On the Amtrak train, Frome designed a curriculum based on writing theories he’d studied at Harvard. It would begin with ten minutes of unstructured “free writing,” in which students would be encouraged to scribble random thoughts without editing themselves. Afterward, they would read the pieces aloud while the other students took note of images and phrases that stuck in their minds. Frome called this process “gold mining.” Everyone’s comments would be written on charts taped to the walls, a process that would both validate the students’ thoughts and help them identify guiding ideas for their essays. Then the main job would be to remind the students to show what they mean, not just to tell it.
When Frome arrived in Washington, he and Schramm ran out to buy pencils, markers, butcher block paper, and masking tape. By late Sunday the students had first drafts of their college admission essays.
Then Schramm called up Derek Canty, a youth motivator whom he had met on a Flyers’ excursion to Colorado, and invited him to Washington to conduct a motivational “rap session” for the students. Schramm wanted to help them identify personal obstacles that might derail their college plans. “Derek was without question the best youth facilitator I’d ever seen,” he recalled.
In the months that followed, one student enrolled in Brown University, one went to Montgomery County Community College, and the other two received full scholarships to Connecticut College, a liberal arts school in New London. Lee Coffin, who was then dean of admissions at Connecticut College, recalled: “Most college applications from low-income students fail to provide a good picture of the kid. The essays are flat. The recommendation letters consist of a single paragraph or even just a sentence. We’re asking ourselves: ‘If we accept the kid, can he succeed?’ We’re looking to predict the future. So when the kid doesn’t have the numbers, you need something else to hang on to. And these kids told evocative stories that gave a vivid sense that they were succeeding against the odds.”

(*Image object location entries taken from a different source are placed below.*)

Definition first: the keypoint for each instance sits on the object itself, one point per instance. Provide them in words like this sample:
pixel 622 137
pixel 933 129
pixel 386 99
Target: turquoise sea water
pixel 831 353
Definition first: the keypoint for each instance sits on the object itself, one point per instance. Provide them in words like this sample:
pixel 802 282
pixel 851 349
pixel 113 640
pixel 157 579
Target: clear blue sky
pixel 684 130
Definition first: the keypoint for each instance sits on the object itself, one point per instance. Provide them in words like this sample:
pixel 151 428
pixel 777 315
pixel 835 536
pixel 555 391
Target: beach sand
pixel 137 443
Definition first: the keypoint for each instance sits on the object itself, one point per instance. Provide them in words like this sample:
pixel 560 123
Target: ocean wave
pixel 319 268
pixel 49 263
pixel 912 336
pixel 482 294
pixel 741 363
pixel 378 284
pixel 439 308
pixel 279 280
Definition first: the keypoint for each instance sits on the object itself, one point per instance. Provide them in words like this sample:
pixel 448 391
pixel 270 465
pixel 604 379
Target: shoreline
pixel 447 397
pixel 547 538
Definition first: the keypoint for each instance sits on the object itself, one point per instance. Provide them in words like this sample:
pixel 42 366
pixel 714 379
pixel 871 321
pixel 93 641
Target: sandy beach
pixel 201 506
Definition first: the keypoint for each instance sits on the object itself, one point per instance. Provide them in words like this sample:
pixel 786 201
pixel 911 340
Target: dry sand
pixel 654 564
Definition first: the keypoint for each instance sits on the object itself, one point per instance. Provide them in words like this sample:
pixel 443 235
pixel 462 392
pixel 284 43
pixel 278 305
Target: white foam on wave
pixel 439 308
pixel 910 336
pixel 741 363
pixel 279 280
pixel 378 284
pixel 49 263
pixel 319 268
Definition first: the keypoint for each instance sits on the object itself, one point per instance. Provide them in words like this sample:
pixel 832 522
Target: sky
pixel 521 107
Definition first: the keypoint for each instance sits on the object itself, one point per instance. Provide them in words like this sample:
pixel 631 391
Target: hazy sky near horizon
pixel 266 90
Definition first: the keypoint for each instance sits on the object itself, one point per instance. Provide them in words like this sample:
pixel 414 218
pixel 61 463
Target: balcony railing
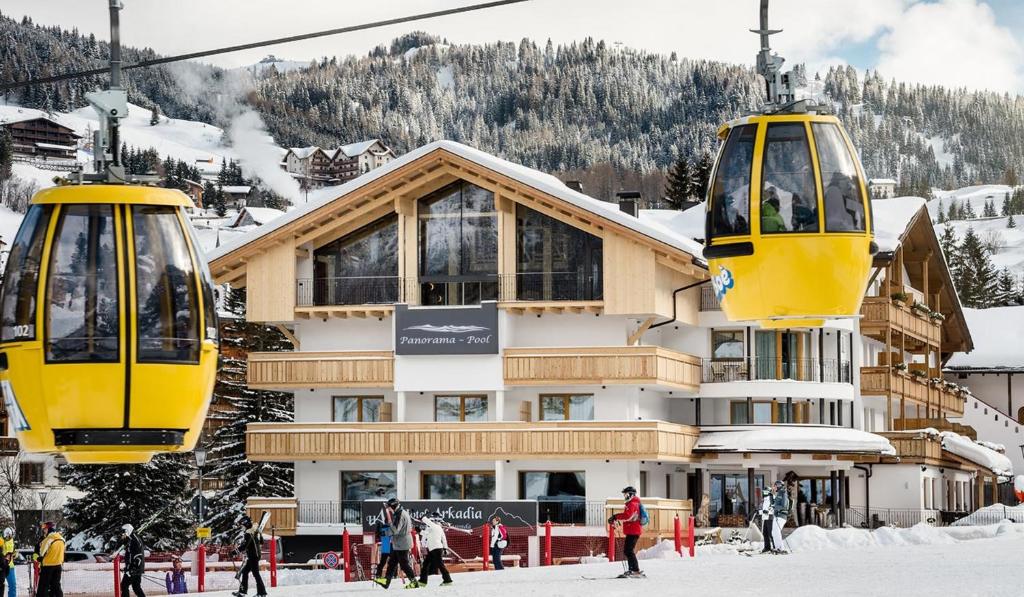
pixel 601 366
pixel 550 286
pixel 709 300
pixel 769 369
pixel 366 290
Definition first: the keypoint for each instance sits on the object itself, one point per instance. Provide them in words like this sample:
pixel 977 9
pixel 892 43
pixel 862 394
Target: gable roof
pixel 321 201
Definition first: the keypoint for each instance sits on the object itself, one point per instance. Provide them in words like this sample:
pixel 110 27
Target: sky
pixel 978 44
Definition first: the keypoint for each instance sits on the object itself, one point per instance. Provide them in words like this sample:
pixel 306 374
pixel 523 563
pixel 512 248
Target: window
pixel 165 288
pixel 458 485
pixel 458 246
pixel 840 180
pixel 567 408
pixel 469 409
pixel 727 343
pixel 555 260
pixel 359 485
pixel 31 473
pixel 82 287
pixel 358 268
pixel 20 281
pixel 357 409
pixel 788 197
pixel 731 192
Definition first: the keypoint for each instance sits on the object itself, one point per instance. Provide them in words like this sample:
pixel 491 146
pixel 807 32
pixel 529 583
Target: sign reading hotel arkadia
pixel 461 513
pixel 446 331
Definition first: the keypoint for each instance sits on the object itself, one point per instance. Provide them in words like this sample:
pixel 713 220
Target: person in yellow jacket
pixel 7 563
pixel 51 553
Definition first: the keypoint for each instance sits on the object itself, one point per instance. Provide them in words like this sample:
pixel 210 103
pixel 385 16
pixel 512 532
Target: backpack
pixel 644 517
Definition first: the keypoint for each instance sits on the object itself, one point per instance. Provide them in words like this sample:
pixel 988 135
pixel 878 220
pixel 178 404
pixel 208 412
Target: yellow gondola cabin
pixel 108 325
pixel 788 222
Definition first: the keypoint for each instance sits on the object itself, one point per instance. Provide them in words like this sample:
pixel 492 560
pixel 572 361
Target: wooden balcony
pixel 459 441
pixel 881 313
pixel 882 381
pixel 283 513
pixel 602 366
pixel 286 371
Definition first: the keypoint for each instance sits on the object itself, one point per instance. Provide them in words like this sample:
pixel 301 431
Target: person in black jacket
pixel 252 544
pixel 134 562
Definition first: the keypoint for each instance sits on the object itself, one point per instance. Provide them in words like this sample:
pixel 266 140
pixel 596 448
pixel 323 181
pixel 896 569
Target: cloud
pixel 952 43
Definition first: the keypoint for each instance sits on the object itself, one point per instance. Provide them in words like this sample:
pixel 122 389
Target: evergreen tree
pixel 679 186
pixel 242 406
pixel 115 495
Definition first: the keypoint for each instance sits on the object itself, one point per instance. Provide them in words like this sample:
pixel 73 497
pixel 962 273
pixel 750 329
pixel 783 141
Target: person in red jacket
pixel 632 528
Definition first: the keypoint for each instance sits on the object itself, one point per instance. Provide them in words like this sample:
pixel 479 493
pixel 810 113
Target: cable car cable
pixel 281 40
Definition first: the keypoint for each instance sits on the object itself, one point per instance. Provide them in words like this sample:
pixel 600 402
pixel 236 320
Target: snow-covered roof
pixel 534 178
pixel 791 438
pixel 892 218
pixel 260 215
pixel 996 334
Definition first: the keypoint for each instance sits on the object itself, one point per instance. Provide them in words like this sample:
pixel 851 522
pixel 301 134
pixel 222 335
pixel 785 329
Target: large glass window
pixel 452 409
pixel 730 198
pixel 555 260
pixel 730 496
pixel 458 485
pixel 727 344
pixel 788 198
pixel 20 280
pixel 358 268
pixel 840 180
pixel 357 409
pixel 567 408
pixel 458 246
pixel 82 290
pixel 165 288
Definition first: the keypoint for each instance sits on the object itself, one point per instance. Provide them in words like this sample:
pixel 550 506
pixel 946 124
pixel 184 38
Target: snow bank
pixel 792 438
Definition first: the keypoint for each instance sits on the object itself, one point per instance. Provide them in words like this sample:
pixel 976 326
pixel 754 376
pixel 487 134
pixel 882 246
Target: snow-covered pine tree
pixel 242 406
pixel 115 495
pixel 679 185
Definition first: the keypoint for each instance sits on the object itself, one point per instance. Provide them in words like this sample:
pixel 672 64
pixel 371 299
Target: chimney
pixel 629 202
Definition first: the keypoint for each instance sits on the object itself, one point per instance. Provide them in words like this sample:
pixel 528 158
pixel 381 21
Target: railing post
pixel 692 539
pixel 346 556
pixel 611 543
pixel 117 576
pixel 201 562
pixel 485 536
pixel 273 558
pixel 678 528
pixel 547 543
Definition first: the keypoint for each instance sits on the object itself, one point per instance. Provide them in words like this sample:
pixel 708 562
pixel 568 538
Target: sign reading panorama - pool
pixel 461 513
pixel 446 331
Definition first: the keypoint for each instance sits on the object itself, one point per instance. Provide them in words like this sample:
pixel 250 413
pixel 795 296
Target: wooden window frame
pixel 423 479
pixel 358 399
pixel 565 406
pixel 462 404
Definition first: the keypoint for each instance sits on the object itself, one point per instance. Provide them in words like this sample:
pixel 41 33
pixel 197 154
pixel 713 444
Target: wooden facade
pixel 572 439
pixel 602 366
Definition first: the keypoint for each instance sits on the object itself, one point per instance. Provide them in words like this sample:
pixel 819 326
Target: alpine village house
pixel 468 328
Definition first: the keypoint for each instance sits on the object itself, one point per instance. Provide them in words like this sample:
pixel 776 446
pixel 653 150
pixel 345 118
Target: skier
pixel 767 525
pixel 252 543
pixel 51 552
pixel 780 512
pixel 175 580
pixel 134 562
pixel 401 542
pixel 435 542
pixel 7 564
pixel 632 527
pixel 499 541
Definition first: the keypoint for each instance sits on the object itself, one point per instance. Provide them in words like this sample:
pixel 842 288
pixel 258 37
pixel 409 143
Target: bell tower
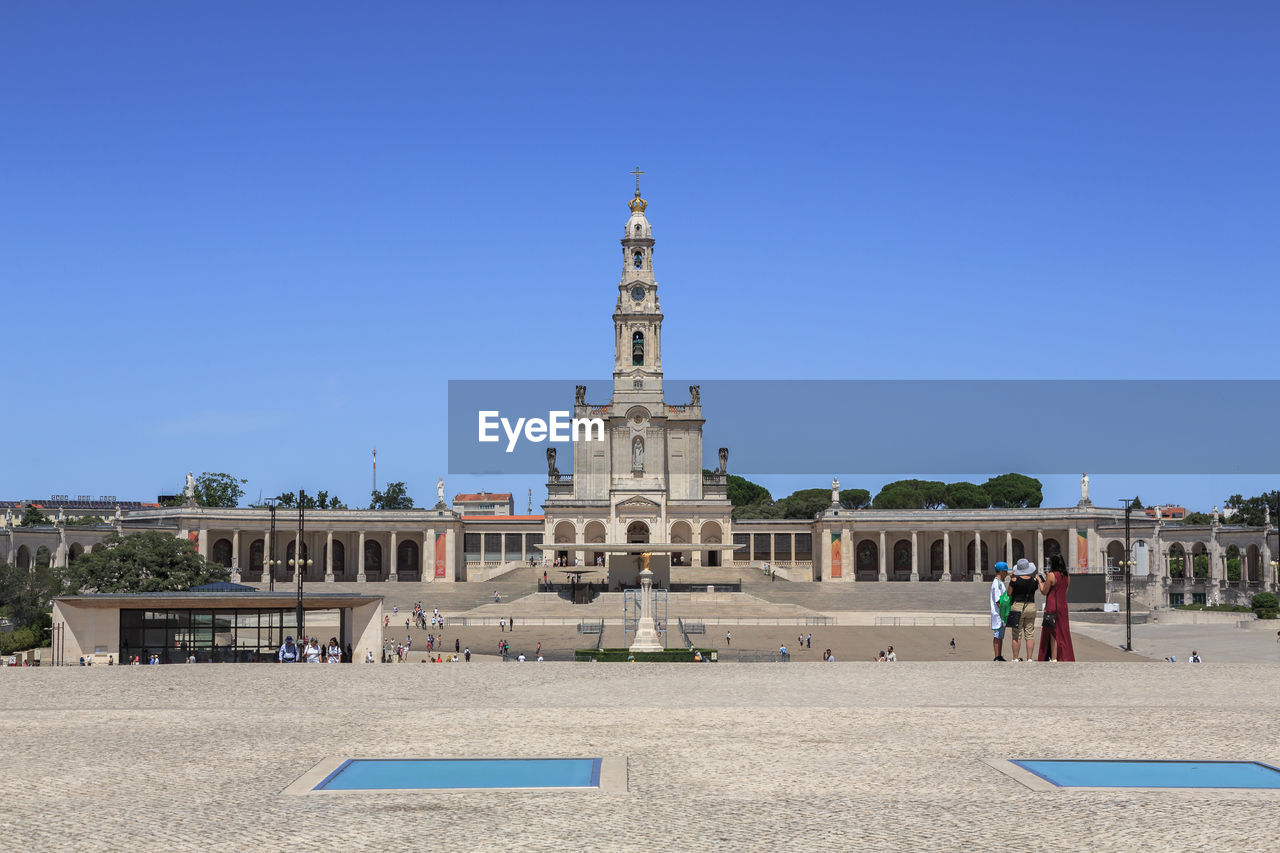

In 1994 four more students went through the same process. All four were also admitted to colleges. “The difference between someone who is an entrepreneur and someone who isn’t,” explained Frome, “is that I went back to my job, but J.B. knew that we had invented something unique. He saw it. And he refined it and bottled it.”
* * *
By August 2002 nearly 4,000 students had passed through the program that Schramm had created: College Summit. Ninety-five percent were minorities: 50 percent African American, 35 percent Latino, and 10 percent Native American. The average grade point average (GPA) was 2.8. College Summit reports that, between 1993 and 2002, the college enrollment rate for high school graduates who attended its workshops was 79 percent; retention was 80 percent. According to the U.S. Census, the national enrollment figure for high school graduates at similar income levels is 46 percent. (There are no national data on college retention rates.)
In addition to the intangible gains, college graduates can expect to earn $1 million more during their working years than high school graduates and contribute $300,000 more in taxes. In first-generation college families, graduates generally establish new patterns of achievement that carry forward in siblings, cousins, and children. Says Schramm: “That young man who is the first in his family to get a college degree has basically ended poverty in his family line forever.”